Abstract

Piperazine with the Advanced Stripper (PZAS™) was tested at the National Carbon Capture Center (NCCC) at coal and NGCC conditions and its energy performance and heat loss were measured. The net heat duty was found to be 2.45 GJ/tonne at 4% and 12% CO2 at 90% removal. The average measured heat loss was 0.38 GJ/tonne and represented 30% of the gross heat rate. Carbon treating increased the NTU of the cold and hot exchangers by 1.8% and 1.5%, respectively, by removing viscous solvent degradation products. The Independence™ model was validated using 112 steady-state pilot plant runs and predicted average net heat duty with an error of 9% and lean loading within 10% of the measurements. The model captured the effect of carbon treating on heat exchanger performance and predicted a reduction in heat duty of 1.2% but failed to predict the step decrease of 8% seen in measured heat duty data. In PZAS™, the warm rich pipe before the control valve is deemed the most important for heat loss due to its high surface area and its ability to increase flashing across the valve and decrease the total rich bypass temperature.
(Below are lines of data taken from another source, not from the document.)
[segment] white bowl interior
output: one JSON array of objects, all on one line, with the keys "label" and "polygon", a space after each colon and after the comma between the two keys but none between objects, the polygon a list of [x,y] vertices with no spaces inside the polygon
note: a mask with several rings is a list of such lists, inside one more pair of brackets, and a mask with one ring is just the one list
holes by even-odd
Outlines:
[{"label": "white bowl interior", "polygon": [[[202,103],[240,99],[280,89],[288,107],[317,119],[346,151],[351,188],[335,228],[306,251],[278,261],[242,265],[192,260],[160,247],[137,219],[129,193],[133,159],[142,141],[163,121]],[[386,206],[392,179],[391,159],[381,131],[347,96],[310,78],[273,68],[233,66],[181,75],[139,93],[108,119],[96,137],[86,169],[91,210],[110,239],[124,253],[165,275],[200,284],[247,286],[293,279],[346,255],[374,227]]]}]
Heat duty is corrected for 80% of the heat loss value, corresponding to the sensitivity of heat duty to heat loss at the same location. In the simple stripper, a large topside pinch makes heat duty most sensitive to heat loss in the column. Water condensation by heat loss increases the L/G and causes reabsorption at low heat loss values (~0.02 GJ/hr). Overdesigning strippers must therefore be avoided to mitigate this effect. Reabsorption in PZAS™ is not as sensitive to heat loss and occurs only at high values (~0.14 GJ/hr) due to the even temperature pinch in the column. 7 m MEA with the simple stripper has a lower measured heat duty than 5 m PZ due to the insignificant effect of heat loss in the column on with 7 m MEA. Unlike 5 m PZ, 7 m MEA has a bottom-side pinch that mitigates the effect of heat loss by water condensation.